*Artigo publicado originalmente no jornal O Globo em 04/08/2012.
Há poucos dias, foi divulgado acordo firmado entre o Ministério Público Estadual e a Supervia, concessionária dos trens urbanos do Rio. A empresa fará obra para reduzir o vão entre o trem e a plataforma de embarque, na estação Triagem. Vamos entender: quando pára o trem na plataforma, fica “fresta” com inacreditáveis 80cm de largura, que os passageiros têm que pular.
A Supervia opera os serviços de trem urbano desde 1998. Por que esperou ação do MPE para fazer essa obra elementar?
Nesta semana, entrou em operação outro trem importado da China. Serão trinta até 2014, em uma frota de cento e sessenta. A concessionária diz que até 2016 todos serão novos ou reformados. Esse objetivo é passo importante para a recuperação do sistema.
No entanto, grande parte das estações está como em meados do século passado. As plataformas são descobertas, expostas ao sol e à chuva. Os acessos são por escadas com altura equivalente a três andares. Uma reforma dessa base física, para dar conforto ao usuário, não exige importação da China, basta haver projeto e decisão. Os recursos são ínfimos, se comparados com investimentos em rodovias.
A meta da Supervia é dobrar o número de viagens, chegar a um milhão/dia. O mesmo que há quarenta anos, quando a população era a metade de hoje. Pela abrangência da rede na metrópole, seria possível transportar mais de dois milhões de passageiros/dia. Por que não buscar essa meta? (O Rio é a cidade do país onde se gasta mais tempo na viagem casa-trabalho.)
Tal questão se insere no quadro de precariedade dos serviços públicos em nossas cidades. O saneamento na Baixada Fluminense chega à espantosa cifra de apenas 0,5% de esgoto tratado em Nova Iguaçu, que tem 800 mil habitantes. Também por isso, a despoluição da Baía de Guanabara pouco progride. O que explica que novos corredores de ônibus imponham aos passageiros usar escada e passarela para atravessar a rua que separa estação e calçada –ambas no mesmo nível? É o privilégio ao automóvel, que elimina sinais de trânsito em vias urbanas, apesar do corredor ser destinado ao serviço de transporte coletivo…
Nestas décadas em que o país passou de “eminentemente agrário” para “sexta economia”, nossas cidades foram maltratadas, subjugadas ao interesse de outras políticas setoriais. Acostumamo-nos à carência de investimentos em mobilidade, saneamento, habitação, à escassez de serviços públicos.

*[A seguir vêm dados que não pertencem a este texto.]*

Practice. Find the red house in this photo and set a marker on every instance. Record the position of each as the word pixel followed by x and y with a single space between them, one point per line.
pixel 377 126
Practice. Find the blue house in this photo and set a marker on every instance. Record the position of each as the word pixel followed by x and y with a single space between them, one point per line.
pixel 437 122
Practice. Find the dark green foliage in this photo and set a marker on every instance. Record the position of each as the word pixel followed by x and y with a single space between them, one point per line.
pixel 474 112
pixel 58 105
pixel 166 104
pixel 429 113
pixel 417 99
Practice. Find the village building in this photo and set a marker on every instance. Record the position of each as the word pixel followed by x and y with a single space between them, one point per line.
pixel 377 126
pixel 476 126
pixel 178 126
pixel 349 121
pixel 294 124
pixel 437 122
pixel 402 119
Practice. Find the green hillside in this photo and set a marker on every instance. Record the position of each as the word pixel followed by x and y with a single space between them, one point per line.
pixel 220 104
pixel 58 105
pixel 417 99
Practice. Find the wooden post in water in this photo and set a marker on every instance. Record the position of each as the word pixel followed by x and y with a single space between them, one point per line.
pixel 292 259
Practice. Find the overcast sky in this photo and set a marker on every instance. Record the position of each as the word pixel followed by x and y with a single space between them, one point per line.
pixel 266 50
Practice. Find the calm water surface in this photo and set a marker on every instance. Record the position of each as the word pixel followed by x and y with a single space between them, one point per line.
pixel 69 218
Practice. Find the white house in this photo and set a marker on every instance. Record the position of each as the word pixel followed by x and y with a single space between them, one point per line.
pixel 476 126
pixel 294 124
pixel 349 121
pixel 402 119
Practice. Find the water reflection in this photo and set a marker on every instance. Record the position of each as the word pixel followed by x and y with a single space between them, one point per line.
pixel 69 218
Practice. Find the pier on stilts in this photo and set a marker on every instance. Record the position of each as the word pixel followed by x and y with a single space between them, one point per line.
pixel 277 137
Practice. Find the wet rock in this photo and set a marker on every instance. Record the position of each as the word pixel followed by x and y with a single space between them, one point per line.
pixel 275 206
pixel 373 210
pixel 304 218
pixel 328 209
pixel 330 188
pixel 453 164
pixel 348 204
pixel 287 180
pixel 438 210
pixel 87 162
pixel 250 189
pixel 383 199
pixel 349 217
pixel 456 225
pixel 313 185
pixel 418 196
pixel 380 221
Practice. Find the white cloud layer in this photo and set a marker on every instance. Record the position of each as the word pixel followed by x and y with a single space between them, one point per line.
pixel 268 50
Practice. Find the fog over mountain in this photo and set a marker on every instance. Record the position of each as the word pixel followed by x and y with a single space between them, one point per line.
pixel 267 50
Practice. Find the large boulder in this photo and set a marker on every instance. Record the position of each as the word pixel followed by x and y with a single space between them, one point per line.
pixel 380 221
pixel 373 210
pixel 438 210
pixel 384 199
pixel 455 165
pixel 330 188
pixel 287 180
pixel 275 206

De fato, as cidades subsidiaram o desenvolvimento nacional.
Neste século 21, porém, as coisas mudam. O desenvolvimento se dará a partir do conhecimento e da inovação, cujo lugar é a cidade. Assim, o importante passivo sócio-ambiental urbano brasileiro se coloca como um desafio estratégico a ser enfrentado. Onde, também por exigência do avanço democrático, a universalização de bons serviços urbanos é condição indispensável.
Trazer os serviços públicos urbanos para a nossa contemporaneidade é obra coletiva, dos governos, da sociedade, de suas organizações. Não será coisa simples. Há de ser uma agenda de todos.